Abstract 3091

Background:

Recently, sporadic and heritable mutations in the zinc finger transcription factor GATA2 were shown to be responsible for four different syndromes in young adults coupling opportunistic infection with a predilection to develop myelodysplastic syndrome (MDS)/acute myelogenous leukemia (AML). These four syndromes are: MonoMAC, monocytopenia with nontuberculous mycobacterial (NTM) infections; DCML, dendritic cell, monocyte and lymphoid cell deficiency; Emberger's syndrome, lymphedema and MDS with monosomy 7; and familial MDS/AML. Life-threatening infections, and the transformation to AML, either alone or together, constitute a rationale for allogeneic hematopoietic stem cell transplant (HSCT) for GATA2 deficiency.

Methods:

We evaluated matched related, unrelated, and umbilical cord blood as donor sources for nonmyeloablative conditioning for HSCT in GATA2 deficiency.
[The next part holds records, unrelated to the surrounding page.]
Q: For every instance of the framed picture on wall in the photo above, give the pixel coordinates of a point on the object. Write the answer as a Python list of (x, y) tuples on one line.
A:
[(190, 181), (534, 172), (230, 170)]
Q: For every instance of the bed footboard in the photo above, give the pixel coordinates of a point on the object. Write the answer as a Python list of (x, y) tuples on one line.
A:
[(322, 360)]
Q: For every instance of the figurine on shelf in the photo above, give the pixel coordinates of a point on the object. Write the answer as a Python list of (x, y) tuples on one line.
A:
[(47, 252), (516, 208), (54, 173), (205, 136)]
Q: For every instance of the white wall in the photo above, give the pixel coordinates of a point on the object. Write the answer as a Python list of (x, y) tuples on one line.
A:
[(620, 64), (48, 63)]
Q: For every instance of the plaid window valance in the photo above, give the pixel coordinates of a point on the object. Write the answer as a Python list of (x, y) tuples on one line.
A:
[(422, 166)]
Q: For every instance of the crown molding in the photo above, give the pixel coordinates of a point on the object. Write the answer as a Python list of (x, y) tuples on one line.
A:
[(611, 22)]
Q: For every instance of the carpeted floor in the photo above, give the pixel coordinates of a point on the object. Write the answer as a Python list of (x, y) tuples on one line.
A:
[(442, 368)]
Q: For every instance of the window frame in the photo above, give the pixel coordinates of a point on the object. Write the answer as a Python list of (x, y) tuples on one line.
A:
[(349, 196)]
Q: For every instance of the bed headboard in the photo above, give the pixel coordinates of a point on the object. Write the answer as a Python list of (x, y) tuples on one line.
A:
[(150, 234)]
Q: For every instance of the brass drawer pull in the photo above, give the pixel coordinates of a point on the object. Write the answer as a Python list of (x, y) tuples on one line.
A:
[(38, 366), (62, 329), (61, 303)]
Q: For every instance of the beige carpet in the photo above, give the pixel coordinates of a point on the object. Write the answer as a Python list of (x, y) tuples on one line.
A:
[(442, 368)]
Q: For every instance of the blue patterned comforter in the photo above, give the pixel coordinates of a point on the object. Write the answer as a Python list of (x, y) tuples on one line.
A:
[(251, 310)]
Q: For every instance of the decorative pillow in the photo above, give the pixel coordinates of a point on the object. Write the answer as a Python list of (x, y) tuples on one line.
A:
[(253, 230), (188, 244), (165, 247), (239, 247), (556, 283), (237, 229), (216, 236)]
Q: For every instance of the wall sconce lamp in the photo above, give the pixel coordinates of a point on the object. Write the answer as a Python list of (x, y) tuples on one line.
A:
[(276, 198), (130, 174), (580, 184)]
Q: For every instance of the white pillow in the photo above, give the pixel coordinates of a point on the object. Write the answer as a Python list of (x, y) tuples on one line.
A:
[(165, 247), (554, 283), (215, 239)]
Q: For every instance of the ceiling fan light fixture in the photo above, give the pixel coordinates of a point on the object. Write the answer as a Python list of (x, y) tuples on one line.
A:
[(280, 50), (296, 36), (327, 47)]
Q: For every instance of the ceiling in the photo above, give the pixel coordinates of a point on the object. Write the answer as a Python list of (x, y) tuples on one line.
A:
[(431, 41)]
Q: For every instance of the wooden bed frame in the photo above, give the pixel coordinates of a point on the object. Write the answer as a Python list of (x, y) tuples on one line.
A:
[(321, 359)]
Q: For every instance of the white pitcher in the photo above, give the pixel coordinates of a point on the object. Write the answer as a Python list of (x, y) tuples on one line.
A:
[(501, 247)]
Twelve patients with GATA2 deficiency underwent allogeneic transplant: 4 received peripheral blood stem cells (PBSCs) from matched related-donors (MRD), 4 received PBSC from matched unrelated-donors (MUD), and 4 received umbilical cord blood (UCB) units. Recipients of MRD and MUD transplant received fludarabine and 200cGy of total body irradiation (TBI), while UCB recipients received cyclophosphamide 50 mg/kg, fludarabine, and 200cGy of TBI. All patients received tacrolimus and sirolimus for GVHD prophylaxis.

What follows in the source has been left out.